Alternative dispatch techniques for the Tcl VM

Benjamin Vitale and Mathew Zaleski
Tcl 2005

A Brief Slide Presentation


Abstract We compare the performance of various virtual machine dispatch strategies in Tcl, including traditional highly-portable techniques, and newer techniques which sacrifice some portability for performance.

Tcl's high-level opcodes have large implementation bodies and contain C function calls. Compared to other VMs, the opcodes require many cycles to execute. Dispatch overhead is relatively low, because large bodies consume much more execution time than dispatch.
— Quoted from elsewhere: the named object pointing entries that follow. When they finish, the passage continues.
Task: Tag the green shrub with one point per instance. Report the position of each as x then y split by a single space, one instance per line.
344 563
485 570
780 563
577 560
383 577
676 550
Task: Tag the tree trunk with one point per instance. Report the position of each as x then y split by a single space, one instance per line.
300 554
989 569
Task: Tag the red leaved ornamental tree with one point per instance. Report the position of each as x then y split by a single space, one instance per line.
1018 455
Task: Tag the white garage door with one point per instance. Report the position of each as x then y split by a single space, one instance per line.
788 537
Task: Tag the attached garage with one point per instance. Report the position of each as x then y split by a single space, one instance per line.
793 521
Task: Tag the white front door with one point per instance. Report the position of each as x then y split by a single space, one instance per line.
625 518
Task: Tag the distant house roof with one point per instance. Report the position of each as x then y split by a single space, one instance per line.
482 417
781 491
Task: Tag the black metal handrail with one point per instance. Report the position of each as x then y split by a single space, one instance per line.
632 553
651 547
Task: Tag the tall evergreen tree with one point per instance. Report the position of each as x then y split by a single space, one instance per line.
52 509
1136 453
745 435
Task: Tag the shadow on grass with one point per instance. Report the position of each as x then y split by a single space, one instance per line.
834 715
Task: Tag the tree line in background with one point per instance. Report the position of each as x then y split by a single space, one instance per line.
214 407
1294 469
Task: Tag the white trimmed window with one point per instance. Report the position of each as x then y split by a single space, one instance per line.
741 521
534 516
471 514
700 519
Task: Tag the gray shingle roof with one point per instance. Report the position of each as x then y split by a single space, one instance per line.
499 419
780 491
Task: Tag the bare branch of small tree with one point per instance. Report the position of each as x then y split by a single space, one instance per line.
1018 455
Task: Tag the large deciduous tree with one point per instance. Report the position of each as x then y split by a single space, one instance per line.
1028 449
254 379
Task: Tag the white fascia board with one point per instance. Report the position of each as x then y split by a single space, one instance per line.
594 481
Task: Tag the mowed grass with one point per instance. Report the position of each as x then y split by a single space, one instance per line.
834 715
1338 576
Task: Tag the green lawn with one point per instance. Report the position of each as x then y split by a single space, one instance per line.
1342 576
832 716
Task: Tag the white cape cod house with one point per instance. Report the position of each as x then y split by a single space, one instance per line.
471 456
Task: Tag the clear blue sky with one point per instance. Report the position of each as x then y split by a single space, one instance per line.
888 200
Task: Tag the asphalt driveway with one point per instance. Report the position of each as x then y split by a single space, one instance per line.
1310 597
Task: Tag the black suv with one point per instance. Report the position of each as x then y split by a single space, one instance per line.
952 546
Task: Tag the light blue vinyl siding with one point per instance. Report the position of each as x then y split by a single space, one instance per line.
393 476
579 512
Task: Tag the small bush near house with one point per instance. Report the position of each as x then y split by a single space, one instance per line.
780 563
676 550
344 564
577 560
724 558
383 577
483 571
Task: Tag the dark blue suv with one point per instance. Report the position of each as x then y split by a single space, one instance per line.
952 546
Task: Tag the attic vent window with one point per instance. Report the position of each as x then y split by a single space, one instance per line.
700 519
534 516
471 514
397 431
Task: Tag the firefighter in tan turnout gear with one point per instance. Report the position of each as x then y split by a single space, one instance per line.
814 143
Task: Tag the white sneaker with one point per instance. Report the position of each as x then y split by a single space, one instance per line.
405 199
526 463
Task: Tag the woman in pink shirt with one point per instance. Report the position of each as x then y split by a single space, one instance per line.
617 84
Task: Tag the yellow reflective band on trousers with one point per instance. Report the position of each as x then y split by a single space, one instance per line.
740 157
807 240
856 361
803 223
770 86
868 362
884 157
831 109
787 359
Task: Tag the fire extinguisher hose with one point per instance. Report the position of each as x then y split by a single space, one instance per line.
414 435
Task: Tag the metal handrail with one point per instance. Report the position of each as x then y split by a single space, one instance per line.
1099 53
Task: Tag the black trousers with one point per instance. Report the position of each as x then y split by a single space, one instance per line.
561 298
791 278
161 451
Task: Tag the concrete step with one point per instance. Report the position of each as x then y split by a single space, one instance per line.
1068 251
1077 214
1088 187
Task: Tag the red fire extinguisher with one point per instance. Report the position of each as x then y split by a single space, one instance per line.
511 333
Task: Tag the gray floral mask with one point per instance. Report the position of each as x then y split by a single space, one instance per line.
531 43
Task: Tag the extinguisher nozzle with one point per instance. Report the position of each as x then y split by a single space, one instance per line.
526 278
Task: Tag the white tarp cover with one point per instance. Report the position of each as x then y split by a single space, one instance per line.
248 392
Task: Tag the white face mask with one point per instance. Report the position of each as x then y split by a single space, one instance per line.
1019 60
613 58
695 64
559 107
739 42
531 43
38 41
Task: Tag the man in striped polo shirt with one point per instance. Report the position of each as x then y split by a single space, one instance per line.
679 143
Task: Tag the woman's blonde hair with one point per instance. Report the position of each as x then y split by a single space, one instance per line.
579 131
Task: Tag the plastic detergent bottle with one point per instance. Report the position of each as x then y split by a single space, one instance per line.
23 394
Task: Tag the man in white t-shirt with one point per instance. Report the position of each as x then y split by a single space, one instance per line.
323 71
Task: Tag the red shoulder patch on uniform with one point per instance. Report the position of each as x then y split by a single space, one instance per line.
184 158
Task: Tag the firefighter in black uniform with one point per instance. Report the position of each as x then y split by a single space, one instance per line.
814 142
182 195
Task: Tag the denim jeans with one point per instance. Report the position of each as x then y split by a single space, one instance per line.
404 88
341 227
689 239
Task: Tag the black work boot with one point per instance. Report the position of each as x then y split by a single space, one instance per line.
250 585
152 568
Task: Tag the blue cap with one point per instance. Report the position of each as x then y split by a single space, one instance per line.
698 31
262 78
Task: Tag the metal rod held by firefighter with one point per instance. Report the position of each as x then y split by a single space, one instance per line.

Direct threaded code improves tclbench benchmarks by about 5% over switch dispatch. We review our catenation technique, which compiles bytecode using copied templates of Sparc code made from the normal C-compiled VM's implementation of each virtual opcode. This eliminates all dispatch, but is impractical due to poor portability, and because the copying amplifies Tcl's heavy instruction cache load.

Based on subroutine threading, context threading generates native call instructions for dispatch. Simpler than catenation, it imposes much lower I-cache load. It preserves more interpreter state, is a better vehicle for mixed-mode execution, and accomodates interesting optimizations. Our implementation for Tcl on Sparc improves 97% of benchmarks in the tclbench suite with more than 1000 dispatches, by an average of 9.5% over switch dispatch (12.0% and 16.5% for >10000 and 100000 dispatches, respectively.)